A large percentage of electronic commerce is conducted entirely in electronic form for virtual items such as access to premium content on a website, but mostly electronic commerce involves the transportation of physical items in some way. Online retailers are sometimes known as e-tailers and online retail is sometimes known as e-tail. Almost all big retailers are now electronically present on the World Wide Web.
Electronic commerce that takes place between businesses is referred to as business-to-business or B2B. B2B can be open to all interested parties (e.g. commodity exchange) or limited to specific, pre-qualified participants (private electronic market). Electronic commerce that takes place between businesses and consumers, on the other hand, is referred to as business-to-consumer or B2C. This is the type of electronic commerce conducted by companies such as Amazon.com. Online shopping is a form of electronic commerce where the buyer is directly online to the seller's computer usually via the internet. There is no intermediary service involved. The sale or purchase transaction is completed electronically and interactively in real-time such as in Amazon.com for new books. However in some cases, an intermediary may be present in a sale or purchase transaction such as the transactions on eBay.com.

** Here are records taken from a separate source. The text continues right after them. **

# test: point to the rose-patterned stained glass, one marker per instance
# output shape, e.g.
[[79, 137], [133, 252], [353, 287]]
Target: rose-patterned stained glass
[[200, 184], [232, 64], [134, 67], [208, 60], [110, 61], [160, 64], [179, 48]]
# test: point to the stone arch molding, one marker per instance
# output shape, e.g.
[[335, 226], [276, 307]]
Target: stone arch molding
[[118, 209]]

Electronic commerce is generally considered to be the sales aspect of e-business. It also consists of the exchange of data to facilitate the financing and payment aspects of business transactions.
Originally, electronic commerce was identified as the facilitation of commercial transactions electronically, using technology such as Electronic Data Interchange (EDI) and Electronic Funds Transfer (EFT). These were both introduced in the late 1970s, allowing businesses to send commercial documents like purchase orders or invoices electronically. The growth and acceptance of credit cards, automated teller machines (ATM) and telephone banking in the 1980s were also forms of electronic commerce. Another form of e-commerce was the airline reservation system typified by Sabre in the USA and Travicom in the UK.
From the 1990s onwards, electronic commerce would additionally include enterprise resource planning systems (ERP), data mining and data warehousing.
In 1990, Tim Berners-Lee invented the WorldWideWeb web browser and transformed an academic telecommunication network into a worldwide everyman everyday communication system called internet/www. Commercial enterprise on the Internet was strictly prohibited by NSF until 1995. Although the Internet became popular worldwide around 1994 with the adoption of Mosaic web browser, it took about five years to introduce security protocols and DSL allowing continual connection to the Internet. By the end of 2000, many European and American business companies offered their services through the World Wide Web. Since then people began to associate a word "ecommerce" with the ability of purchasing various goods through the Internet using secure protocols and electronic payment services.